Tuesday, May 03, 2011

SJC clarifies "unauthorized practice of law"

The Supreme Judicial Court recently released an advisory opinion on Real Estate Bar Association v national Real Estate Information Services. REBA initially sued NREIS over the latter's involvement in real estate closings, arguing that NREIS was conducting the unauthorized practice of law. The case maneuvered its way to the US Court of Appeals which then requested the SJC to clear up what portions of conveyancing constituted the practice of law in Massachusetts. Like most cases, the decision (SJC-10744) is lengthy and will take several readings to digest. In the meantime, here are some quotes from the opinion which was authored by Justice Botsford:

"Title examinations and the preparation of title abstracts generally do not constitute the practice of law."

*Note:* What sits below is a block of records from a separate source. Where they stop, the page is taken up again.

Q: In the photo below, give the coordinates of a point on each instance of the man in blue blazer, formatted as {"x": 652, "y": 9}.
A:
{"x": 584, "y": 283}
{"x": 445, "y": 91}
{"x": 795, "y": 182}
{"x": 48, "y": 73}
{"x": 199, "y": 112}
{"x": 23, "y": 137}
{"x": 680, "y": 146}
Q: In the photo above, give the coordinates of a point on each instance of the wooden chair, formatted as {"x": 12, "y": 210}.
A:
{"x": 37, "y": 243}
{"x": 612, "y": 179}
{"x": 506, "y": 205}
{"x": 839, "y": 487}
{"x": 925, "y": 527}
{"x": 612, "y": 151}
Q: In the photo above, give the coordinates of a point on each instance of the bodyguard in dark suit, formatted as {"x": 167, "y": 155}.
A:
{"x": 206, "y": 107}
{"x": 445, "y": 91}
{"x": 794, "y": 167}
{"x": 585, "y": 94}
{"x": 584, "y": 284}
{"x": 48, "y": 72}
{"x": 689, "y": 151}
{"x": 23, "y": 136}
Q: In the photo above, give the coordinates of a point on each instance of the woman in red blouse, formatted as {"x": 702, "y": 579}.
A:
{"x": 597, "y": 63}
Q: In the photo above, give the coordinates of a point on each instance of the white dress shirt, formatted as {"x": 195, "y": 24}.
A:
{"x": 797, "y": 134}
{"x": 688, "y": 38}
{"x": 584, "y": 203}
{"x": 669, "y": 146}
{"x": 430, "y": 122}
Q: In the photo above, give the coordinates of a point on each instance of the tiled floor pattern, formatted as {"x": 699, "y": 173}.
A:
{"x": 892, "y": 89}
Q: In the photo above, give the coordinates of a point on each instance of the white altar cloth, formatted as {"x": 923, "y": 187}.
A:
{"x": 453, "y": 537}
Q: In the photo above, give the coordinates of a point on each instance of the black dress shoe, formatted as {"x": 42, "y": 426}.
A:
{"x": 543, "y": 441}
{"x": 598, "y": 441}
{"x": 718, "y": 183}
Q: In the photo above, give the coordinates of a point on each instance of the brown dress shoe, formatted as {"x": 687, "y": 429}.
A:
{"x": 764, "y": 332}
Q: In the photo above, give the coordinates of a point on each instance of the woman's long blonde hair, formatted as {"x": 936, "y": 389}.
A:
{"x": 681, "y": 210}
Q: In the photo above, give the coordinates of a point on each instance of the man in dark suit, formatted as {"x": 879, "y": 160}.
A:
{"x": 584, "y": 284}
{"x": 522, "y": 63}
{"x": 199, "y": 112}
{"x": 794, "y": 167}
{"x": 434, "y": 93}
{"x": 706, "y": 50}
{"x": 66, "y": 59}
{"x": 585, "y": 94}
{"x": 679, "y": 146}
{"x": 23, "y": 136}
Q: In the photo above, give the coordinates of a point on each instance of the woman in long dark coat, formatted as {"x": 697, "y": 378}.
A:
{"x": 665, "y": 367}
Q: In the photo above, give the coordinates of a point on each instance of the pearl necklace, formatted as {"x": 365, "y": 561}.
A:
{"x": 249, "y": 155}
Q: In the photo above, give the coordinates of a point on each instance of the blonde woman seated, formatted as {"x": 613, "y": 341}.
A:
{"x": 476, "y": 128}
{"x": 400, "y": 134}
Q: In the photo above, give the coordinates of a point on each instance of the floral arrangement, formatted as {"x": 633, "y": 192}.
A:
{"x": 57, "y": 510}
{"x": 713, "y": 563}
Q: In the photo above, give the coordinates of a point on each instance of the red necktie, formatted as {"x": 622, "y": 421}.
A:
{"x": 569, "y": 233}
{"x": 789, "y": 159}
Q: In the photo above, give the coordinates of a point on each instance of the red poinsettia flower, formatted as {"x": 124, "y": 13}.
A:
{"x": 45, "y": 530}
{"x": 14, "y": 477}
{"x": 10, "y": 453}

"Providing opinions or advice regarding marketability of title . . . would constitute the practice of law."

"Drafting and preparing documents for others, including documents with legal implications, does not automatically constitute the practice of law."

"Because deeds pertaining to real property directly affect significant legal rights and obligations, the drafting for others of deeds to real property constitutes the practice of law in Massachusetts."

"preparation of settlement statements and other mortgage-related forms . . . does not constitute the practice of law."

"Neither reviewing documents to ensure valid execution nor delivering documents to the appropriate registry of deeds for recording constitutes the practice of law."

"Disbursing mortgage funds does not in and of itself qualify as the practice of law."

"The issuance of insurance policies generally does not constitute the practice of law in Massachusetts."

"A lawyer is a necessary participant at the closing to direct the proper transfer of title and consideration and to document the transaction, thereby protecting the private legal interests at stake as well as the public interest in the continued integrity and reliability of the real property recording and registration systems."

"A post-closing 'rundown' of title to ensure that no encumbrances have been placed on the property prior to recording may constitute the practice of law as part of an over-all determination of marketability of title."

While the SJC opinion is packed with interesting and useful verbiage such as that repeated above, the court makes clear that the absence of key evidence in the record upon which it based its decision prevented the court from giving a clear yes or no answer to this question. I'm not sure what the next step will be, but we'll revisit this case in the coming days.